A los armarios también les llega su tren de partida para divagar sin rumbo por las extremidades de los sueños, unas veces con el equipaje a cuestas y otras -las menos- con lo puesto; desde el armario al infinito solo hay un tramo de pequeñeces y los viajes parecen siempre los mismos, como si solo se moviera el pensamiento y nunca la memoria. Ayer, tarde de agosto, diera en casa por cambiar las arrugas de las mangas y ponerlas al orden izquierdo para que las camisas gozaran de distinto espacio, teniendo para ello que desocupar sitios, tirar las prendas en más desuso y refrescar con ellas el pozo de las emociones. Allí estaba el traje de vivir, cada corbata de andar por las esperanzas, cada pantalón hecho al molde del cuerpo, cada mancha o retazo de mancha que quedara como intérprete de las andanzas; allí podían buscarse madrugadas, besos, canciones, desengaños, amores, signos, el armario es también un murmullo del pasado con alma quieta.

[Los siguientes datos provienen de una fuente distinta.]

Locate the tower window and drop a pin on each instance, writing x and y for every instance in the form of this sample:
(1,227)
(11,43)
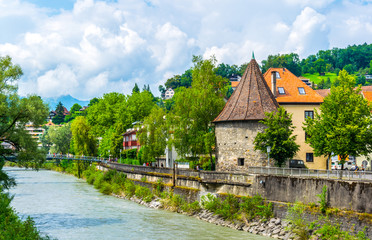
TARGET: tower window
(240,161)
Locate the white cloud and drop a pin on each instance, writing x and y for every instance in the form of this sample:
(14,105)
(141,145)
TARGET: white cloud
(308,33)
(101,46)
(60,81)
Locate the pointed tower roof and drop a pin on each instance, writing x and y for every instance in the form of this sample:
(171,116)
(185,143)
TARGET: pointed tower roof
(251,99)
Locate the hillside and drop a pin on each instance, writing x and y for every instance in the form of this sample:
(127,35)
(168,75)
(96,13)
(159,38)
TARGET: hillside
(66,100)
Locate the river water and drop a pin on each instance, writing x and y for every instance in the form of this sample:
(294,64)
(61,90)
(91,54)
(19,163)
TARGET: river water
(65,207)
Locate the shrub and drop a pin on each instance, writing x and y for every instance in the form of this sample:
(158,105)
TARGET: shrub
(253,207)
(129,188)
(229,208)
(323,202)
(299,225)
(116,189)
(98,181)
(143,193)
(210,202)
(107,176)
(158,187)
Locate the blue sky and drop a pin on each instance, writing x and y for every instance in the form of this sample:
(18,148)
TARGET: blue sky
(86,48)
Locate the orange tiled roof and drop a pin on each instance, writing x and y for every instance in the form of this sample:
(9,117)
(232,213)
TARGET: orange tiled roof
(234,84)
(291,83)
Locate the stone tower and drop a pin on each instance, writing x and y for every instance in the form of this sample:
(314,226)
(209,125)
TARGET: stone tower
(238,123)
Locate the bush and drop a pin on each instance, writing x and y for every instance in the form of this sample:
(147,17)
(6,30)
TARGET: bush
(298,224)
(229,208)
(98,181)
(143,193)
(129,189)
(158,187)
(210,202)
(254,207)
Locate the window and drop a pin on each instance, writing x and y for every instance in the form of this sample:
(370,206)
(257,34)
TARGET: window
(309,157)
(309,114)
(240,161)
(281,90)
(277,75)
(301,90)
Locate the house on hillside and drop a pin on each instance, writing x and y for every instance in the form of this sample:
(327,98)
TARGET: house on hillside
(238,123)
(300,100)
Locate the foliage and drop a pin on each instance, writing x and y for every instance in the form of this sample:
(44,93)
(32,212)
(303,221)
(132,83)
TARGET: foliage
(277,135)
(84,142)
(256,207)
(15,114)
(153,135)
(195,108)
(11,226)
(56,139)
(323,201)
(343,125)
(298,223)
(60,116)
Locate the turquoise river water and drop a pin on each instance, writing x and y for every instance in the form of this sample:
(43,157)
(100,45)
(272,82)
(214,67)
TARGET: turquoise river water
(65,207)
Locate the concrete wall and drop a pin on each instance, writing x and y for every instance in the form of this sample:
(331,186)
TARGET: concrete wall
(352,195)
(234,139)
(298,118)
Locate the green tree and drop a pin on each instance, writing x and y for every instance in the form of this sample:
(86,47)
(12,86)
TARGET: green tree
(60,116)
(343,125)
(15,113)
(278,135)
(153,135)
(320,65)
(57,139)
(84,143)
(196,107)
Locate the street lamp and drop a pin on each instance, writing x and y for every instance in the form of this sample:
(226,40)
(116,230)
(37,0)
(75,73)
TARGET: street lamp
(268,149)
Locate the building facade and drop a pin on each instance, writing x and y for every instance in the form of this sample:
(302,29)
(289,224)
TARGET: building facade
(300,100)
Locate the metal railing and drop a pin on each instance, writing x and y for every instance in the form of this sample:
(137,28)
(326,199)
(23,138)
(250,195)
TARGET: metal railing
(335,174)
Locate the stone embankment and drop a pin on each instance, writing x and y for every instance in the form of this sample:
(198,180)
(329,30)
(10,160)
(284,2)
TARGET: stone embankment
(274,228)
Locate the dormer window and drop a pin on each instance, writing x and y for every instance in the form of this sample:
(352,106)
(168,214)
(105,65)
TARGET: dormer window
(301,90)
(277,75)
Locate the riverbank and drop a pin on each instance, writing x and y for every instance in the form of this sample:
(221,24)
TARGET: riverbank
(273,227)
(251,214)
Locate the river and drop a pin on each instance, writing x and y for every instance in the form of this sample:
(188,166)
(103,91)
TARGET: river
(64,207)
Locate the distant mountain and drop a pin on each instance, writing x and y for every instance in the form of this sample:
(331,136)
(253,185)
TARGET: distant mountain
(66,100)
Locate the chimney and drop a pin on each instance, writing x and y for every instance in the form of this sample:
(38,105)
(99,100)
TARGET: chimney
(273,83)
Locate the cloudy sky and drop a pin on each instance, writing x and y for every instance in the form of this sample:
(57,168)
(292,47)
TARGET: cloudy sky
(89,47)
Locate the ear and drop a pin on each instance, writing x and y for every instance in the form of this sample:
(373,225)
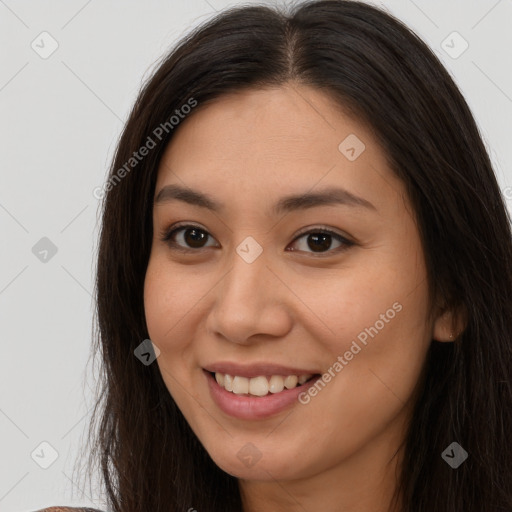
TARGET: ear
(449,324)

Al terminar de colocar de nuevo y de otra manera las cosas del armario se vino a la punta de la lengua la primera palabra o la penúltima pasión y los hondos altillos apretujaron otra vez los mismos recuerdos, dando a entender quizá que los cambios de lugar traen a la evocación la mística del sentimiento y la consignación de otro orden pero jamás impiden que se borren los estigmas, las brechas, la resignación y los recuerdos que tan cuidados permanecen con lealtad en el misterio del armario.